Judge of the Gujarat High Court
- In office 17 February 2011 – 26 June 2011
- Nominated by: S. H. Kapadia
- Appointed by: Pratibha Patil

Personal details
- Born: 10 June 1960 (age 65) Patan, Gujarat
- Alma mater: M. S. University

= Bela Trivedi =

Indian judge (born 1960)

Bela Madhurya Trivedi (born 10 June 1960) is a former judge of the Supreme Court of India. Before being appointed a judge, she served as the law secretary to Modi Government in Gujarat, when Narendra Modi was the then chief minister.
after that she had been a judge of the Gujarat High Court from 2016 to 2021. She formerly served as an additional judge of the Gujarat High Court from 17 February 2011 to 27 June 2011 and later served as the additional judge of the Rajasthan High Court.

==Controversies==
=== Handling opposition Parties Sensitive Cases ===
Over the past few months, several cases have been reassigned to benches that include Justice Trivedi or others, contrary to regulations. According to the ‘Supreme Court Handbook on Practice and Procedure and Office Procedure’, cases should remain with the senior judge who first received them or a judge who is overseeing a related case."
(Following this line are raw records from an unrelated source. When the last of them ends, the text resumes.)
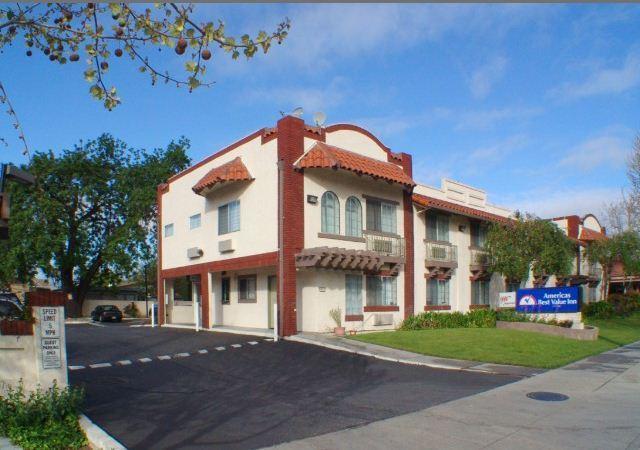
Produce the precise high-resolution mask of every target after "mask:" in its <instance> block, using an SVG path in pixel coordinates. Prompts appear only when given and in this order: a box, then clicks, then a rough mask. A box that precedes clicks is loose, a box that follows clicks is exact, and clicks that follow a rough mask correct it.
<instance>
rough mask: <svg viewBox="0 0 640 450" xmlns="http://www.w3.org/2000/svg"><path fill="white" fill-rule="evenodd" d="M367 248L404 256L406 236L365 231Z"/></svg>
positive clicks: (383, 252)
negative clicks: (382, 234) (384, 233)
mask: <svg viewBox="0 0 640 450" xmlns="http://www.w3.org/2000/svg"><path fill="white" fill-rule="evenodd" d="M362 236H363V237H364V238H365V241H366V244H367V250H369V251H372V252H376V253H382V254H383V255H388V256H398V257H402V258H404V238H402V237H400V236H389V235H382V234H376V233H369V232H366V231H365V232H364V233H362Z"/></svg>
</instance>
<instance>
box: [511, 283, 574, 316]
mask: <svg viewBox="0 0 640 450" xmlns="http://www.w3.org/2000/svg"><path fill="white" fill-rule="evenodd" d="M579 310H580V290H579V288H578V287H577V286H569V287H554V288H538V289H518V294H517V296H516V311H518V312H524V313H574V312H578V311H579Z"/></svg>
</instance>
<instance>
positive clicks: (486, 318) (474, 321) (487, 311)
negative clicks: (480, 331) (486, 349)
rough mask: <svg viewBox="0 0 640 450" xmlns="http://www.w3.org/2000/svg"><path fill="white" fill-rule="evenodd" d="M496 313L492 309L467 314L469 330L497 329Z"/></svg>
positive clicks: (467, 313)
mask: <svg viewBox="0 0 640 450" xmlns="http://www.w3.org/2000/svg"><path fill="white" fill-rule="evenodd" d="M496 316H497V314H496V312H495V311H493V310H491V309H474V310H471V311H469V312H468V313H467V320H468V322H469V323H468V327H469V328H495V326H496Z"/></svg>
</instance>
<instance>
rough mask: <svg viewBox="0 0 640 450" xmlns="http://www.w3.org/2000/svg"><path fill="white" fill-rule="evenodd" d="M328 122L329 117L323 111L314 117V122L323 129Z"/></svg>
mask: <svg viewBox="0 0 640 450" xmlns="http://www.w3.org/2000/svg"><path fill="white" fill-rule="evenodd" d="M326 121H327V115H326V114H325V113H323V112H322V111H318V112H317V113H315V114H314V115H313V122H314V123H315V124H316V126H317V127H322V126H323V125H324V123H325V122H326Z"/></svg>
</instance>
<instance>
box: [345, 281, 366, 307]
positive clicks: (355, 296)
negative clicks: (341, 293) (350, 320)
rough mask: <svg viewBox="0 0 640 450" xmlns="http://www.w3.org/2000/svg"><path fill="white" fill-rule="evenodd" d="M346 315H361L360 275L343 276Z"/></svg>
mask: <svg viewBox="0 0 640 450" xmlns="http://www.w3.org/2000/svg"><path fill="white" fill-rule="evenodd" d="M345 287H346V289H345V292H346V308H345V309H346V315H347V316H359V315H361V314H362V275H345Z"/></svg>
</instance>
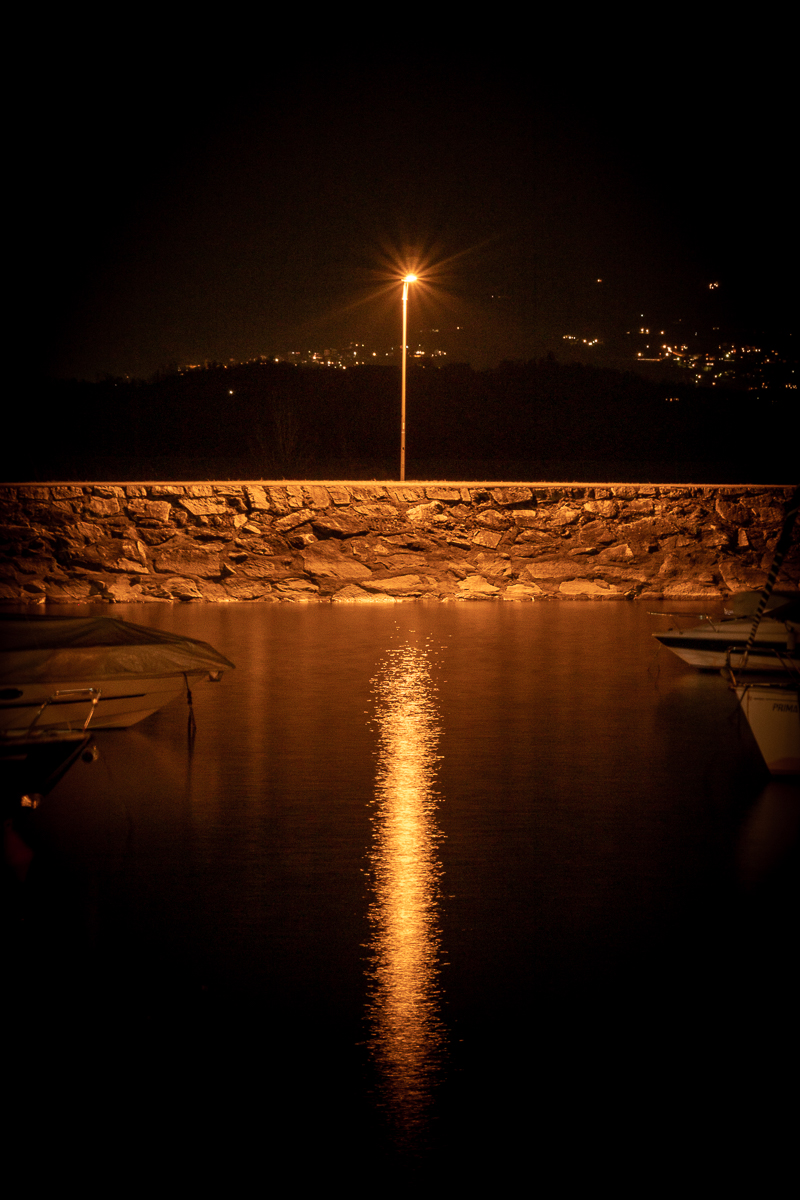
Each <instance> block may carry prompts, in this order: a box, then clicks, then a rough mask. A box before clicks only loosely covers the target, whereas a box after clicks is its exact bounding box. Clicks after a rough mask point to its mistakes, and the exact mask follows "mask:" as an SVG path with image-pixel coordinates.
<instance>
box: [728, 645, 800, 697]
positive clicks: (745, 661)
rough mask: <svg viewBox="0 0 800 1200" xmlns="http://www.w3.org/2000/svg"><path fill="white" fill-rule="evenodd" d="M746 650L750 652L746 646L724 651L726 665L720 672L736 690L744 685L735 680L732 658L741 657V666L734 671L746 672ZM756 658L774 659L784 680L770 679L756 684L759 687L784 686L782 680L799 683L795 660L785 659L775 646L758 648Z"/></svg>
mask: <svg viewBox="0 0 800 1200" xmlns="http://www.w3.org/2000/svg"><path fill="white" fill-rule="evenodd" d="M748 650H750V647H748V646H729V647H728V649H727V650H726V665H724V667H723V670H722V674H723V676H724V677H726V678H727V679H728V680H729V683H730V685H732V686H733V688H738V686H742V685H744V684H741V683H740V682H739V680H738V679H736V676H735V672H734V667H733V656H734V654H735V655H741V665H740V666H739V667H736V671H739V672H741V671H746V670H747V656H748ZM758 656H759V658H762V659H763V658H770V656H771V658H774V659H776V660H777V662H778V664H780V666H781V670H782V672H783V677H784V678H783V677H782V678H780V679H770V680H769V682H768V680H764V682H762V683H759V684H758V685H759V686H762V688H768V686H770V685H772V686H776V688H777V686H781V685H782V684H783V685H784V686H786V683H784V679H786V680H789V682H800V670H799V668H798V662H796V660H795V659H790V658H787V655H786V654H784V653H783V652H781V650H780V649H778V648H777V647H776V646H764V647H759V649H758ZM747 682H748V684H751V685H752V684H753V680H747Z"/></svg>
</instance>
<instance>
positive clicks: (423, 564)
mask: <svg viewBox="0 0 800 1200" xmlns="http://www.w3.org/2000/svg"><path fill="white" fill-rule="evenodd" d="M792 491H793V488H792V487H788V486H786V487H782V486H775V487H771V486H757V485H753V486H747V485H736V486H717V485H714V486H705V485H697V486H694V485H661V484H660V485H651V484H646V485H645V484H640V485H634V484H625V485H618V484H545V482H537V484H476V482H464V484H451V482H443V484H433V482H421V484H417V482H414V484H377V482H375V484H371V482H359V484H354V482H287V481H281V482H263V481H259V482H211V484H207V482H204V484H197V482H196V484H192V482H182V484H156V482H150V484H90V482H86V484H56V482H54V484H31V485H10V486H5V487H1V488H0V601H5V602H6V604H8V602H11V604H20V602H22V604H44V602H48V604H95V602H101V604H102V602H131V601H134V602H137V601H142V602H144V601H199V600H206V601H213V602H225V601H261V602H264V601H266V602H273V601H294V602H297V601H303V602H306V601H329V600H332V601H348V602H354V601H356V602H369V601H373V602H374V601H395V600H409V599H437V600H489V599H492V600H494V599H499V600H517V601H530V600H540V599H571V600H583V599H591V600H615V599H636V598H642V599H648V600H649V599H656V598H667V599H669V598H674V599H702V600H705V601H710V600H718V599H720V598H722V596H726V595H728V594H729V593H732V592H739V590H744V589H751V588H759V587H760V586H762V584H763V583H764V581H765V578H766V572H768V570H769V566H770V563H771V558H772V548H774V546H775V542H776V540H777V536H778V534H780V530H781V524H782V518H783V506H784V504H786V500H787V499H788V498H789V497H790V494H792ZM799 582H800V554H799V553H798V544H796V538H795V541H794V544H793V547H792V551H790V553H789V554H788V557H787V559H786V562H784V565H783V569H782V572H781V577H780V581H778V586H781V587H784V588H787V587H788V588H792V589H795V588H798V586H799Z"/></svg>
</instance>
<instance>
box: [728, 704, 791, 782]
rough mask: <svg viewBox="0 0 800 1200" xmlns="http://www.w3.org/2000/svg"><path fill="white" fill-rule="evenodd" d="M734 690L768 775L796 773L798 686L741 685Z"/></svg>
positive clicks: (781, 774)
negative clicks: (746, 720) (757, 744)
mask: <svg viewBox="0 0 800 1200" xmlns="http://www.w3.org/2000/svg"><path fill="white" fill-rule="evenodd" d="M734 691H735V692H736V696H738V698H739V703H740V706H741V710H742V713H744V714H745V716H746V718H747V724H748V725H750V727H751V730H752V732H753V737H754V738H756V742H757V743H758V749H759V750H760V752H762V755H763V757H764V762H765V763H766V767H768V769H769V772H770V774H772V775H798V774H800V713H799V704H798V688H796V686H795V685H787V686H781V685H776V684H741V685H738V686H735V688H734Z"/></svg>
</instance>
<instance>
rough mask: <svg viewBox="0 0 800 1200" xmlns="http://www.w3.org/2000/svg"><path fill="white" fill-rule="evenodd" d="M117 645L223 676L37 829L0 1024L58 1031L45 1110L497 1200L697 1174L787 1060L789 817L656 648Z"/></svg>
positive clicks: (791, 864) (327, 607) (524, 611)
mask: <svg viewBox="0 0 800 1200" xmlns="http://www.w3.org/2000/svg"><path fill="white" fill-rule="evenodd" d="M673 607H674V606H673ZM687 607H688V608H691V607H692V606H691V605H690V606H687ZM59 611H61V612H62V611H65V610H62V608H60V610H59ZM76 611H78V610H76ZM114 616H122V617H125V618H126V619H130V620H133V622H138V623H148V624H154V625H157V626H160V628H163V629H169V630H175V631H182V632H186V634H188V635H190V636H192V637H199V638H203V640H205V641H209V642H211V643H212V644H213V646H215V647H216V648H217V649H219V650H221V652H222V653H224V654H225V655H228V658H230V659H231V660H233V661H234V662H235V664H236V670H235V671H234V672H230V673H228V674H227V676H225V677H224V678H223V680H222V683H221V684H218V685H204V686H203V685H199V686H197V689H196V691H194V712H196V715H197V724H198V733H197V738H196V742H194V744H193V749H192V750H191V751H190V748H188V743H187V736H186V708H185V707H184V706H182V704H180V703H175V704H173V706H170V707H169V708H167V709H164V710H163V712H161V713H158V714H155V715H154V716H152V718H149V719H148V720H146V721H144V722H142V724H140V725H138V726H136V727H134V728H133V730H130V731H127V732H119V733H114V732H112V733H106V734H102V733H101V734H98V737H97V744H98V746H100V758H98V761H97V762H95V763H91V764H85V763H80V764H79V766H78V767H76V768H74V769H73V772H72V773H71V774H70V775H68V776H66V778H65V780H62V782H61V784H60V785H59V786H58V787H56V790H55V791H54V792H53V793H52V796H50V797H49V798H48V799H47V802H46V804H44V805H43V806H42V809H41V810H40V811H38V812H37V821H38V826H37V836H38V842H37V856H36V858H35V860H34V866H32V869H31V875H30V880H29V883H28V884H26V888H25V895H24V896H23V899H22V900H19V898H17V900H16V901H14V902H16V904H17V910H16V913H17V916H19V914H22V926H23V932H22V934H18V932H14V935H13V936H14V937H16V938H17V952H16V953H17V959H16V960H14V961H16V962H17V964H18V966H17V976H18V977H19V982H18V988H17V990H16V991H13V989H12V1000H13V1002H14V1003H17V1004H19V1006H32V1008H34V1009H36V1010H37V1012H38V1008H37V1006H42V1007H43V1009H44V1010H46V1012H47V1013H48V1014H52V1013H55V1014H58V1019H56V1020H55V1022H53V1021H52V1020H47V1019H46V1020H44V1021H43V1022H42V1024H43V1026H44V1030H46V1032H43V1033H41V1034H40V1040H41V1046H42V1048H43V1049H42V1050H41V1054H42V1056H43V1058H42V1063H41V1064H40V1067H38V1070H40V1072H43V1073H44V1075H46V1076H47V1078H48V1079H50V1076H52V1079H50V1082H52V1086H56V1087H64V1088H65V1091H66V1092H68V1090H70V1081H71V1080H73V1079H74V1078H78V1076H80V1078H86V1076H88V1078H91V1079H92V1080H95V1081H96V1086H97V1094H104V1096H109V1097H110V1098H112V1099H110V1102H109V1104H110V1106H112V1108H114V1105H118V1106H119V1110H120V1111H125V1112H126V1114H127V1116H126V1117H125V1122H124V1124H125V1127H128V1126H130V1123H131V1122H133V1123H136V1121H138V1120H139V1117H136V1118H134V1116H133V1115H131V1112H130V1111H128V1106H130V1104H131V1097H132V1094H133V1093H136V1092H137V1091H140V1090H142V1088H144V1091H145V1092H146V1096H148V1112H149V1115H150V1120H151V1121H152V1136H154V1138H156V1139H161V1138H167V1136H168V1135H167V1133H166V1132H164V1130H167V1129H172V1128H173V1124H172V1117H170V1114H173V1112H174V1111H176V1110H180V1111H181V1112H182V1114H185V1115H186V1114H187V1112H188V1114H191V1121H190V1126H191V1139H192V1146H193V1154H197V1153H198V1152H200V1153H201V1152H203V1151H204V1150H205V1151H209V1147H210V1146H211V1144H213V1146H215V1153H216V1154H218V1153H219V1145H221V1144H222V1145H224V1146H225V1147H229V1146H230V1139H231V1138H234V1139H235V1141H236V1142H239V1140H240V1139H243V1141H245V1144H246V1146H247V1147H248V1151H247V1152H248V1153H251V1152H255V1148H257V1147H261V1148H263V1151H264V1153H273V1152H277V1151H278V1150H281V1151H282V1152H283V1153H288V1147H289V1146H291V1147H295V1148H294V1150H293V1153H296V1152H297V1151H296V1146H297V1145H299V1144H300V1145H302V1151H301V1154H302V1159H303V1162H306V1160H307V1164H308V1169H311V1168H312V1165H313V1166H314V1168H317V1169H319V1170H324V1169H331V1170H332V1169H335V1168H336V1166H337V1164H338V1166H341V1168H342V1169H344V1166H345V1165H347V1164H353V1163H354V1162H357V1163H359V1164H360V1165H361V1166H363V1165H365V1164H366V1163H368V1162H372V1160H373V1159H374V1160H375V1162H378V1160H381V1162H383V1160H385V1162H387V1163H396V1164H401V1165H404V1166H409V1164H410V1166H416V1168H417V1169H419V1170H434V1165H435V1168H437V1169H439V1168H441V1169H443V1170H444V1166H443V1164H444V1163H450V1164H452V1163H453V1162H456V1160H457V1162H459V1163H461V1164H462V1165H467V1166H468V1168H469V1165H470V1163H474V1165H475V1170H479V1169H481V1170H483V1169H486V1170H491V1171H492V1172H493V1177H495V1178H499V1175H498V1172H500V1175H501V1174H503V1170H505V1166H506V1165H509V1169H510V1164H511V1163H517V1162H518V1160H519V1158H527V1157H529V1156H546V1157H547V1156H549V1154H552V1153H553V1138H554V1136H557V1134H558V1136H563V1133H564V1129H565V1128H569V1129H570V1130H572V1133H571V1135H570V1136H571V1138H573V1139H576V1145H577V1144H579V1147H581V1148H575V1150H573V1154H575V1156H577V1157H576V1158H575V1163H576V1166H577V1164H578V1163H579V1162H583V1160H584V1158H585V1156H587V1154H588V1153H589V1148H588V1147H589V1146H590V1145H591V1146H594V1150H593V1151H591V1153H593V1154H596V1156H600V1158H599V1159H597V1162H600V1159H603V1160H604V1159H606V1158H608V1156H612V1157H613V1156H614V1154H615V1153H618V1152H619V1146H620V1141H619V1139H620V1138H624V1139H625V1140H626V1142H630V1141H631V1140H633V1141H634V1142H636V1144H637V1146H643V1145H646V1146H652V1147H661V1150H657V1148H654V1151H652V1152H654V1153H655V1154H657V1153H660V1152H661V1153H662V1152H663V1146H664V1145H670V1146H672V1147H673V1151H672V1153H673V1157H674V1154H675V1153H678V1150H676V1147H681V1146H686V1145H687V1144H688V1142H692V1144H698V1145H704V1146H706V1148H708V1140H709V1138H710V1133H709V1129H710V1126H711V1124H712V1123H714V1121H716V1120H717V1118H718V1116H720V1111H721V1106H722V1109H724V1111H726V1112H728V1111H729V1110H732V1109H735V1114H734V1116H732V1117H730V1120H729V1121H728V1124H727V1128H728V1129H729V1130H730V1129H732V1128H738V1124H736V1121H738V1120H739V1118H740V1117H741V1112H742V1105H744V1108H746V1106H747V1103H748V1102H747V1100H746V1099H745V1098H746V1097H748V1096H750V1094H751V1092H750V1088H751V1086H752V1087H754V1086H756V1085H752V1084H751V1082H750V1081H751V1080H753V1079H756V1078H757V1076H758V1078H759V1079H760V1078H762V1075H763V1073H764V1072H769V1070H771V1069H772V1067H775V1066H776V1063H782V1062H784V1061H786V1056H787V1054H788V1050H787V1048H786V1044H784V1043H786V1040H787V1039H788V1031H789V1027H790V1021H789V1018H788V1012H787V1009H786V1004H787V998H786V996H787V991H786V989H787V980H788V978H789V973H790V967H789V965H788V964H790V962H792V960H793V958H794V952H793V946H794V925H793V924H792V923H790V922H789V918H788V917H787V912H788V911H789V902H790V900H792V899H793V898H794V896H795V895H796V889H795V883H794V881H795V878H796V874H795V868H796V832H798V792H796V787H794V788H793V786H792V785H787V784H781V785H778V784H770V782H769V778H768V776H765V774H764V773H763V768H762V767H760V763H759V760H758V755H757V751H756V750H754V746H753V744H752V742H751V738H750V734H748V731H747V730H746V728H742V726H741V722H740V721H739V719H738V710H736V706H735V701H734V698H733V697H732V695H730V694H729V692H728V691H727V689H726V686H724V684H723V683H722V680H721V679H720V678H718V677H716V676H702V674H699V673H697V672H693V671H691V670H690V668H687V667H685V666H684V665H682V664H680V662H679V661H678V660H676V659H674V658H673V656H670V655H668V654H667V652H663V650H658V649H657V644H656V643H655V642H654V641H652V638H651V637H650V634H651V632H652V631H654V630H657V629H661V628H663V622H661V623H660V622H658V620H657V619H656V618H654V617H651V616H649V614H648V611H646V608H645V607H644V606H639V605H633V604H608V605H601V604H594V605H593V604H581V602H575V604H534V605H512V604H506V605H500V604H494V605H492V604H475V605H467V604H465V605H439V604H435V605H427V604H410V605H404V604H396V605H371V606H368V607H367V606H365V607H350V606H288V605H282V606H277V605H275V606H267V605H264V606H258V605H225V606H212V605H209V606H201V605H197V606H193V605H185V606H175V607H173V606H166V605H164V606H162V605H152V606H118V607H115V610H114ZM14 919H16V918H14ZM12 926H14V922H13V920H12ZM14 928H16V926H14ZM31 980H32V983H31ZM40 1020H41V1014H40ZM40 1028H41V1025H40ZM54 1063H58V1064H60V1066H58V1068H56V1067H54V1066H53V1064H54ZM759 1073H760V1074H759ZM56 1080H58V1081H60V1082H58V1084H56ZM746 1081H747V1082H746ZM675 1090H678V1094H679V1096H680V1104H678V1105H676V1104H674V1103H670V1102H668V1099H667V1097H669V1096H674V1094H675ZM733 1098H735V1100H734V1099H733ZM137 1111H139V1110H137ZM732 1122H733V1123H732ZM223 1130H224V1132H223ZM223 1157H224V1156H223ZM625 1157H626V1158H627V1154H626V1156H625ZM584 1165H585V1162H584ZM348 1169H351V1165H350V1168H348ZM365 1169H366V1168H365Z"/></svg>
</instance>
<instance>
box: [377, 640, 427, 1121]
mask: <svg viewBox="0 0 800 1200" xmlns="http://www.w3.org/2000/svg"><path fill="white" fill-rule="evenodd" d="M432 659H433V652H432V648H431V646H429V644H426V646H422V647H417V646H411V644H405V646H401V647H398V648H396V649H392V650H390V652H389V654H387V655H386V656H385V658H384V660H383V661H381V665H380V666H379V670H378V672H377V674H375V677H374V679H373V690H374V695H375V722H377V726H378V739H379V740H378V769H377V774H375V799H374V816H373V844H372V852H371V866H372V884H373V890H374V899H373V902H372V905H371V910H369V918H371V923H372V940H371V942H369V950H371V967H369V984H371V986H369V1000H368V1018H369V1021H371V1027H372V1031H371V1032H372V1036H371V1042H369V1046H371V1050H372V1057H373V1062H374V1066H375V1069H377V1074H378V1090H379V1092H380V1100H381V1103H383V1104H384V1105H385V1108H386V1110H387V1116H389V1118H390V1121H391V1123H392V1126H393V1128H395V1130H396V1134H397V1136H398V1138H399V1139H401V1140H403V1141H415V1140H416V1139H419V1136H420V1135H421V1134H422V1133H423V1130H425V1127H426V1124H427V1120H428V1116H429V1109H431V1105H432V1103H433V1093H434V1088H435V1084H437V1080H438V1075H439V1070H440V1066H441V1058H443V1054H444V1045H445V1030H444V1025H443V1021H441V1018H440V1015H439V1007H440V984H439V970H440V953H441V949H440V930H439V923H438V900H439V880H440V875H441V865H440V863H439V857H438V846H439V841H440V839H441V833H440V830H439V828H438V826H437V820H435V809H437V800H438V797H437V793H435V791H434V782H435V773H437V763H438V760H439V756H438V755H437V748H438V743H439V733H440V731H439V718H438V708H437V698H435V684H434V682H433V677H432Z"/></svg>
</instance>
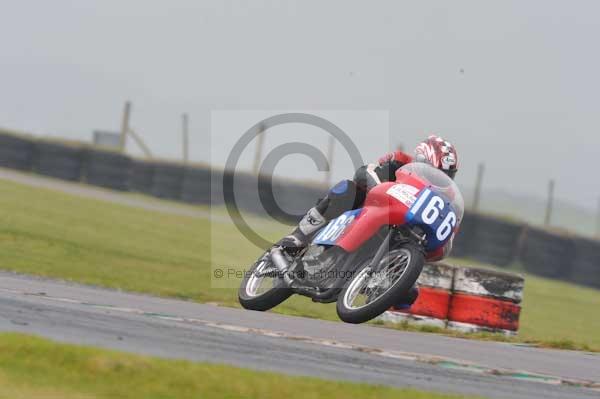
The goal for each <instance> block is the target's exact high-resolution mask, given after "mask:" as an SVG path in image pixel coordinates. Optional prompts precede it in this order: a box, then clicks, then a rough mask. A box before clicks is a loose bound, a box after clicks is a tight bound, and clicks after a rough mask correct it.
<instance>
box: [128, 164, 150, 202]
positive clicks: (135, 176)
mask: <svg viewBox="0 0 600 399" xmlns="http://www.w3.org/2000/svg"><path fill="white" fill-rule="evenodd" d="M153 181H154V164H153V163H150V162H145V161H141V160H138V159H135V160H134V161H133V162H132V164H131V181H130V187H131V190H133V191H138V192H140V193H144V194H150V195H152V184H153Z"/></svg>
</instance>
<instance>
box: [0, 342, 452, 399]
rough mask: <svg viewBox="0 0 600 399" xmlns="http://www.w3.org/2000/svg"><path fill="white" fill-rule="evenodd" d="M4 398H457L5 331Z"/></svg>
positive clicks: (445, 398)
mask: <svg viewBox="0 0 600 399" xmlns="http://www.w3.org/2000/svg"><path fill="white" fill-rule="evenodd" d="M0 398H6V399H25V398H44V399H59V398H60V399H84V398H86V399H89V398H107V399H113V398H119V399H128V398H132V399H133V398H157V399H158V398H177V399H186V398H190V399H191V398H203V399H213V398H214V399H217V398H219V399H221V398H243V399H252V398H261V399H263V398H264V399H269V398H277V399H279V398H286V399H295V398H303V399H304V398H332V399H336V398H339V399H342V398H343V399H346V398H360V399H363V398H400V399H402V398H404V399H452V398H458V396H451V395H441V394H435V393H429V392H422V391H416V390H413V389H394V388H388V387H382V386H375V385H366V384H354V383H346V382H336V381H326V380H321V379H317V378H307V377H290V376H285V375H281V374H275V373H266V372H259V371H251V370H247V369H242V368H237V367H230V366H220V365H211V364H207V363H192V362H187V361H177V360H164V359H158V358H153V357H148V356H136V355H130V354H125V353H121V352H116V351H108V350H101V349H95V348H90V347H83V346H75V345H65V344H58V343H55V342H53V341H49V340H45V339H41V338H35V337H31V336H28V335H20V334H0Z"/></svg>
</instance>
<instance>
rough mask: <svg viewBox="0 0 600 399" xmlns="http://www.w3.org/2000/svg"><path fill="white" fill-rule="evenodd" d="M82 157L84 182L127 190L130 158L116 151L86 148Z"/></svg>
mask: <svg viewBox="0 0 600 399" xmlns="http://www.w3.org/2000/svg"><path fill="white" fill-rule="evenodd" d="M84 159H85V162H84V164H85V167H84V181H85V182H86V183H88V184H93V185H96V186H101V187H106V188H111V189H113V190H120V191H128V190H129V188H130V175H131V158H129V157H128V156H125V155H123V154H120V153H116V152H110V151H101V150H87V151H85V153H84Z"/></svg>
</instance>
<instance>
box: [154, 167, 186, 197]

1. Umar Khalid’s bail plea
2. Petitions challenging provisions of the Unlawful Activities Prevention Act (UAPA)1967
3. A petition connected with the Central Bureau of Investigation’s (CBI) probe in a disproportionate assets case against deputy chief minister of Karnataka D K Shivakumar
4. Supreme Court Denies Bail To AAP Leader Satyendar Jain

=== Senior Advocates on 'Arbitrary' Allocation ===
The issue of reassignment of cases to different bench of the Supreme Court has been flagged by a number of senior lawyers before the CJI. Prashant Bhushan Writes to SC Registrar on 'Arbitrary' Allocation of Cases to Justice Bela M. Trivedi "This case was part heard before Justice AS Bopanna, now the case is listed before Justice Bela Trivedi", Singhvi told CJI asking him to look at the case papers again.

On 7 December 2023, a self-assessment report published by a website 'article-14.com', alleged that there have been irregularities in allocating politically sensitive cases to the bench led by Justice Bela Trivedi.